Nevertheless, ‘Billy Nomates’ was a critical success, and with songs from the record receiving heavy airplay across BBC Radio 6 Music, Maries’ star was firmly in its ascendency. Maries toured with Sleaford Mods as their main support and in April 2021 she released an acclaimed EP of lockdown compositions entitled ‘Emergency Telephone’. But, as Maries explains, behind the scenes things were far from rosy.

“I was deeply depressed. I spent the third lockdown holed up in the spare room at my dad’s on the Isle of Wight, just counting the days and feeling very, very detached from all this cool stuff that had happened around the album. All I could think was that this career that I’d waited all my life for had just totally crumbled.”

It was in this mindset that Maries wrote ‘blue bones’, the lead single from her second studio album, CACTI. A gentle, 80s-influenced, synth-pop bop, it is – ironically – a celebration of life, finding Maries staring down dark urges with the refrain, “Death don’t turn me on like it used to.”

“It was the first thing I wrote when I got back to Bristol,” she explains. “For me, Invada Studios is just such a hopeful place to be.
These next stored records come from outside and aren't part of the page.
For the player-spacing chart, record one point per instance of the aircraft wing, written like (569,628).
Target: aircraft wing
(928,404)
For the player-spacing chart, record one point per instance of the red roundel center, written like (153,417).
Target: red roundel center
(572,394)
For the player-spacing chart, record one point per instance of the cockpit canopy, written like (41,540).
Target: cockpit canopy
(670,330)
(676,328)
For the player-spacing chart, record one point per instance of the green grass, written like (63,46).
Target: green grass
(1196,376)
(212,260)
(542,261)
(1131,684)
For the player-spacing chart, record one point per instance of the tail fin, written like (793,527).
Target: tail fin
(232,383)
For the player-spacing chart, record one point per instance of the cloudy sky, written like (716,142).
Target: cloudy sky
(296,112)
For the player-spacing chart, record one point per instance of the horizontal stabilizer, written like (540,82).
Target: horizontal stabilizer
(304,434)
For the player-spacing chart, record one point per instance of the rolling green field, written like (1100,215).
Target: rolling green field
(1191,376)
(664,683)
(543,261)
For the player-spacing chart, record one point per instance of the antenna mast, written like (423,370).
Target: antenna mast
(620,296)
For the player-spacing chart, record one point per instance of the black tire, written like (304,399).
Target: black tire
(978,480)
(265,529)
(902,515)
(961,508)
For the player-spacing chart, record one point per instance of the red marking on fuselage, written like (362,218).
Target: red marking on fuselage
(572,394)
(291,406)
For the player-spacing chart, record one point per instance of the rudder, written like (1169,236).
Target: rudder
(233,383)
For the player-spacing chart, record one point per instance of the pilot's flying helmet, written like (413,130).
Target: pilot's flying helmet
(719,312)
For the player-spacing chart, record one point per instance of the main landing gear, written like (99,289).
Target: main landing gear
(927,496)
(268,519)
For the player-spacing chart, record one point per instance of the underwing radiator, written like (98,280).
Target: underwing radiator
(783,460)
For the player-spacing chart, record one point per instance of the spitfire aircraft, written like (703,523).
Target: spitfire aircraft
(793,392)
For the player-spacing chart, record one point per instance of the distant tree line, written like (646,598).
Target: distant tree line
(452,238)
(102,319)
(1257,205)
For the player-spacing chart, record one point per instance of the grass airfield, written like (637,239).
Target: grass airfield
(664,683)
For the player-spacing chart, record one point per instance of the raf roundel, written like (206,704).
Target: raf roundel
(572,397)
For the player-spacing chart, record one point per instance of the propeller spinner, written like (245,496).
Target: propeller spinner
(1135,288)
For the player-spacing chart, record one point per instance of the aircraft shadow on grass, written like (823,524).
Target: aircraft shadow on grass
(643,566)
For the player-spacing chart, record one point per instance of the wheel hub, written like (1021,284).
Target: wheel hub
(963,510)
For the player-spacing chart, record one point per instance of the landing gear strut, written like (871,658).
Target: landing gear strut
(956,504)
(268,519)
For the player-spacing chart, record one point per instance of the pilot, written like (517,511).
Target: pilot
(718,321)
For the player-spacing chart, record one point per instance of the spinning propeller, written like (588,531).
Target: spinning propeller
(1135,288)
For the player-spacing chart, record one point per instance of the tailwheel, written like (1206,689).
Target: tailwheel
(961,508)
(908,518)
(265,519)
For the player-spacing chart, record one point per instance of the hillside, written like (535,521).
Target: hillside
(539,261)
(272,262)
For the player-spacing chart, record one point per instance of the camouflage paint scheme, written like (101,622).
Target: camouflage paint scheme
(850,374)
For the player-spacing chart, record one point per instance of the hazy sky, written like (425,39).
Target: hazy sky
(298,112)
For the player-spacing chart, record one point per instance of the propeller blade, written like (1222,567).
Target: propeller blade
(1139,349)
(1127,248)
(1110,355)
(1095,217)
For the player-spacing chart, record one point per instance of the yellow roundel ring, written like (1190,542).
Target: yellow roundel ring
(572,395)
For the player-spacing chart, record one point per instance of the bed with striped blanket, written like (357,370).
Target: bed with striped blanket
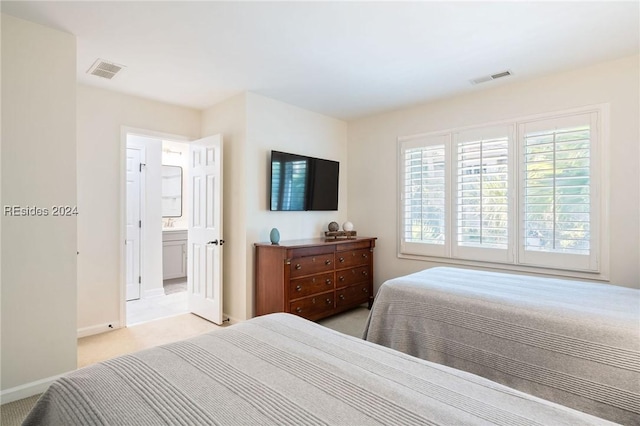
(571,342)
(281,369)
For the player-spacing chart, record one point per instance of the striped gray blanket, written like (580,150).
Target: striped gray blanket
(570,342)
(280,369)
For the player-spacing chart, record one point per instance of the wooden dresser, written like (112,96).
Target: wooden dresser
(314,278)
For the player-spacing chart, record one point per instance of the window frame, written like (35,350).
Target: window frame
(598,265)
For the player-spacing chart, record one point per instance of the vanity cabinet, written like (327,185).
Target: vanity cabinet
(174,254)
(314,278)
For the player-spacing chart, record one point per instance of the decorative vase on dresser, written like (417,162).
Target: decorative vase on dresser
(314,278)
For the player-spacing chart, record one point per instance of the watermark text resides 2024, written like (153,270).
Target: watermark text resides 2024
(34,211)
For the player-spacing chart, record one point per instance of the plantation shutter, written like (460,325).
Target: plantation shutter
(559,200)
(482,197)
(424,188)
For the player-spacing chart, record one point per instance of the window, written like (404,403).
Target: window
(524,193)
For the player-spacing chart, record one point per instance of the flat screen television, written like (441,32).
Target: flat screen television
(300,183)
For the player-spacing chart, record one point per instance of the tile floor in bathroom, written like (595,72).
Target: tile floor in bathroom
(143,310)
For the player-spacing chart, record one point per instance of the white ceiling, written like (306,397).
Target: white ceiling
(342,59)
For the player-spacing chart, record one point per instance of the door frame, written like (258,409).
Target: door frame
(124,132)
(142,193)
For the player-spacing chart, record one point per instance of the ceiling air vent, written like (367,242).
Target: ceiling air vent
(105,69)
(491,77)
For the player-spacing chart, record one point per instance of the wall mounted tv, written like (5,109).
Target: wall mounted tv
(300,183)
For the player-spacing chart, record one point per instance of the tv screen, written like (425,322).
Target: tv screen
(300,183)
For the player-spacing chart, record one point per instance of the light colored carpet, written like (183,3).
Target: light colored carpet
(100,347)
(351,322)
(13,413)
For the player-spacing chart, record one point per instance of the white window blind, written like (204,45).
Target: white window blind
(525,193)
(424,198)
(559,209)
(482,198)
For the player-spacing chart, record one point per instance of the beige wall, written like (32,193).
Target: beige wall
(38,170)
(101,117)
(373,153)
(229,118)
(252,126)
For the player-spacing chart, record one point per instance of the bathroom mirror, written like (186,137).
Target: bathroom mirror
(171,191)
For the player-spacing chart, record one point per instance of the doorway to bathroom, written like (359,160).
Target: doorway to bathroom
(156,228)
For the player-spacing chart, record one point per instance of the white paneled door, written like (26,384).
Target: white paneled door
(132,241)
(205,239)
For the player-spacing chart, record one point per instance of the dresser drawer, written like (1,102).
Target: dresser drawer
(314,306)
(302,287)
(353,258)
(310,265)
(354,245)
(352,276)
(353,295)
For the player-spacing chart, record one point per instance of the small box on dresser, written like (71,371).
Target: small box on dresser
(314,278)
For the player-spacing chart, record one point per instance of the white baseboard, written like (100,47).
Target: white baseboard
(27,390)
(97,329)
(155,292)
(231,319)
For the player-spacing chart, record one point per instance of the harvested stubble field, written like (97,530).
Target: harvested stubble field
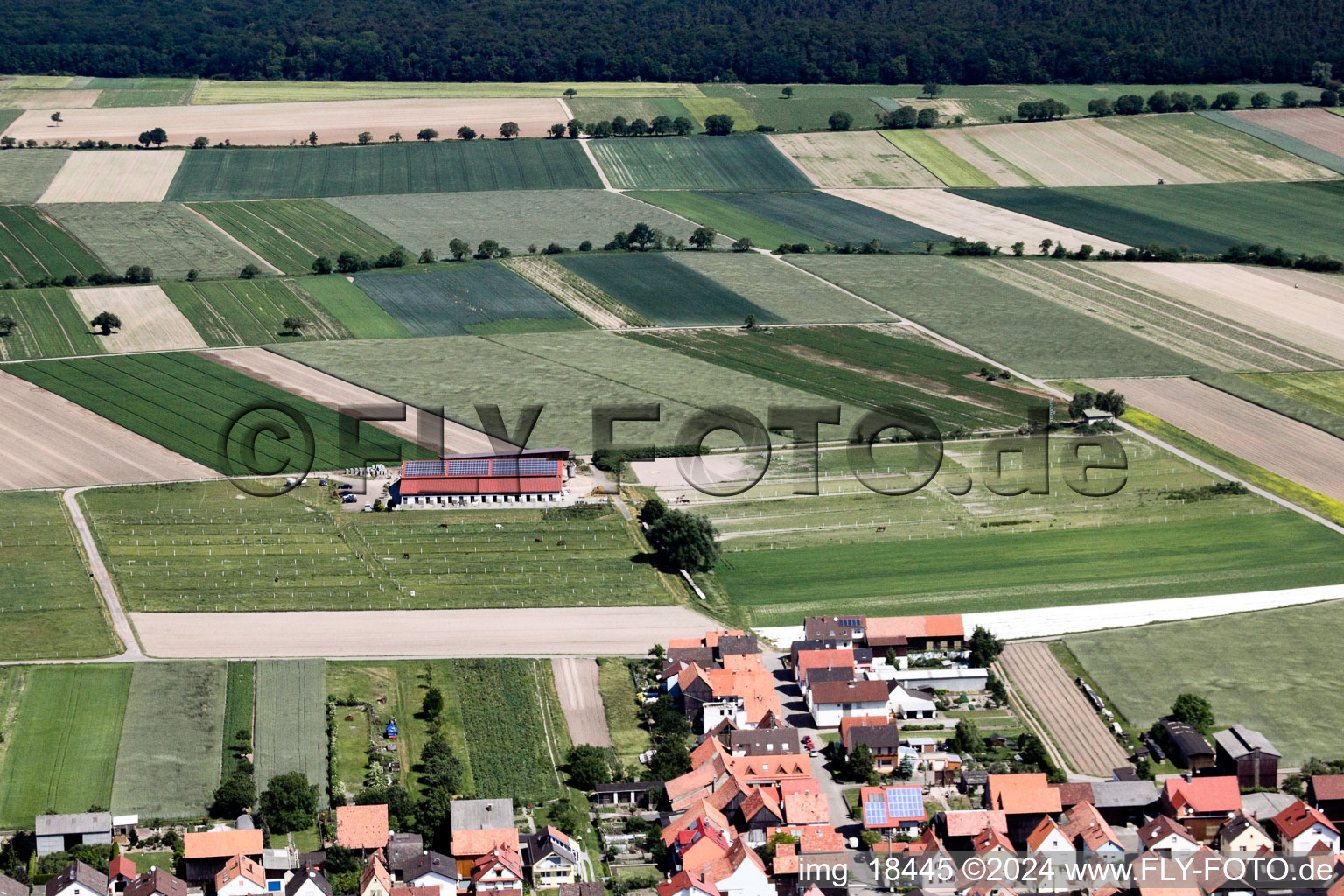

The fact I’m even in that room, I’m constantly like, fuck! How did I make it here? So I wrote the song instinctively, like, come on, snap out of it.”

If lyrical candour was a watchword for album number two, so too was breaking out beyond the post-punk parameters of her debut. Consequently, CACTI represents a huge leap forward, both in the breadth of the songwriting on display and in the quality of its execution. Self-produced with some input from James Trevascus, and taking influence from 80s pop, folk and homemade mixtapes of forgotten 00s bands, songs range from seasick, fairground waltzes (‘roundabout sadness‘) and Americana (‘fawner’) to spiky, synth-powered indie (‘spite’, ‘balance is gone’). But while the medium and the message have evolved, Tor’s motives as an artist remain very much the same.

Insightful and meaningful are the operative terms, for in Tor Maries we have a documenter of post-Brexit malaise quite unlike any other, capable of scything through the BS armed with little more than a sticky, five-key synth and a brilliantly barbed couplet. And in CACTI we have a fearless body of work that does justice to the complexities of its creator.